Video & Photography by Anthony MacFarlane
Chef Notes
- This classic Polish schnitzel sandwich is elevated with charred Australian avocado horseradish cream and a fresh avocado cucumber dill salad.
- Charring the avocado adds subtle smokiness while intensifying its natural buttery texture, creating a rich, stable cream that replaces heavier sauces.
Ingredients
Pork schnitzel
- 4 x 180g pork scotch fillet schnitzels
- Fine sea salt and white pepper, to season
- Neutral oil, for frying
Australian avocado horseradish cream
- 300g Australian avocados (approx. 1 ⅕ – 2 avocados)
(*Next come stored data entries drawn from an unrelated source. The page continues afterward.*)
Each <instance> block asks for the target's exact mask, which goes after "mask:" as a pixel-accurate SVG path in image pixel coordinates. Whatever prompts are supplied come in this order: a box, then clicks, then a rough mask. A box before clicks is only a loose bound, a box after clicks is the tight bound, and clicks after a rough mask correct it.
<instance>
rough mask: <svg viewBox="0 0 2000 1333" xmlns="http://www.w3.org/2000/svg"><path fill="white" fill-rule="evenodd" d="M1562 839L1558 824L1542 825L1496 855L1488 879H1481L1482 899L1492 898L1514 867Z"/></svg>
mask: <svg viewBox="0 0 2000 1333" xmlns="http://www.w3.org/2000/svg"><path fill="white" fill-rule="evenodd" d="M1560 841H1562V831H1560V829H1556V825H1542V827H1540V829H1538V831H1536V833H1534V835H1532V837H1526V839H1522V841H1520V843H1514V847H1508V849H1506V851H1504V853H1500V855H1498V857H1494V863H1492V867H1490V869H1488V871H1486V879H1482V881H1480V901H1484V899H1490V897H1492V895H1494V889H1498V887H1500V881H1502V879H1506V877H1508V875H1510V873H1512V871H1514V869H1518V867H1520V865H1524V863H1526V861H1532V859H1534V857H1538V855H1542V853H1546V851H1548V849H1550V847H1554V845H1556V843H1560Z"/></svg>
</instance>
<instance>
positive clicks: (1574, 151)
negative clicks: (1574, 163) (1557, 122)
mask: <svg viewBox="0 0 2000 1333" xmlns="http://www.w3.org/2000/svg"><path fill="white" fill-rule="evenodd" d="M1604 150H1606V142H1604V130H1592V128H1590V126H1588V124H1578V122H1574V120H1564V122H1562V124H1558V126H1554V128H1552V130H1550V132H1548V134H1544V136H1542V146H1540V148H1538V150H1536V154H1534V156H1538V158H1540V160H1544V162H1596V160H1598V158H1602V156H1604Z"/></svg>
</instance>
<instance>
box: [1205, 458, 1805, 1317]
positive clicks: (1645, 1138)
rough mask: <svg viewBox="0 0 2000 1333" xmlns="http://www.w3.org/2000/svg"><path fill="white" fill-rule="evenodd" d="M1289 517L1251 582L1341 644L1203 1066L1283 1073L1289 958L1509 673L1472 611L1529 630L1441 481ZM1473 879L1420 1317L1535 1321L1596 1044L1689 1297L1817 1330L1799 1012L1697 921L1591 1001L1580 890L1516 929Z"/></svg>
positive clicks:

- 50g good quality jarred grated horse radish
- 60ml lemon juice
- 1 tsp wasabi powder
- Pinch of sea salt
Australian avocado mizeria
- 1 Australian avocado, peeled and sliced
- 1 lebanese cucumber thinly sliced, salted and drained
- 1 tbsp sour cream
- ¼ tsp grated garlic clove
- 1 bunch dill, finely chopped
- Salt and white pepper to taste
To finish
- 4 milk buns cut in half
- 40 g unsalted butter, softened
- 3 tbsp Polish Beetroot relish
Preparation
- To make the avocado cream, take your avocado halves and char them on a very hot grill. Once nice and charred and not falling apart, place in a food processor. Add the horseradish, lemon juice, wasabi powder and a pinch of salt. Blend till smooth. Add a little water if needed.
- Heat oil to 170–175°C. Fry patties for 3-4 minutes until golden and crisp. Drain on a paper towel and season lightly with salt.
- For the salad, mix together the cucumber, dill, minced garlic, sour cream and season.
- Lightly butter the inside of the buns and toast.
- To build, spread a layer of charred avocado sauce onto the base of the buns. Top with pork schnitzel, then place a few slices of avocado, then cucumber mizeria salad, a few dollops of beetroot relish and then add a generous layer of avocado horseradish cream on the top bun and close the sandwich.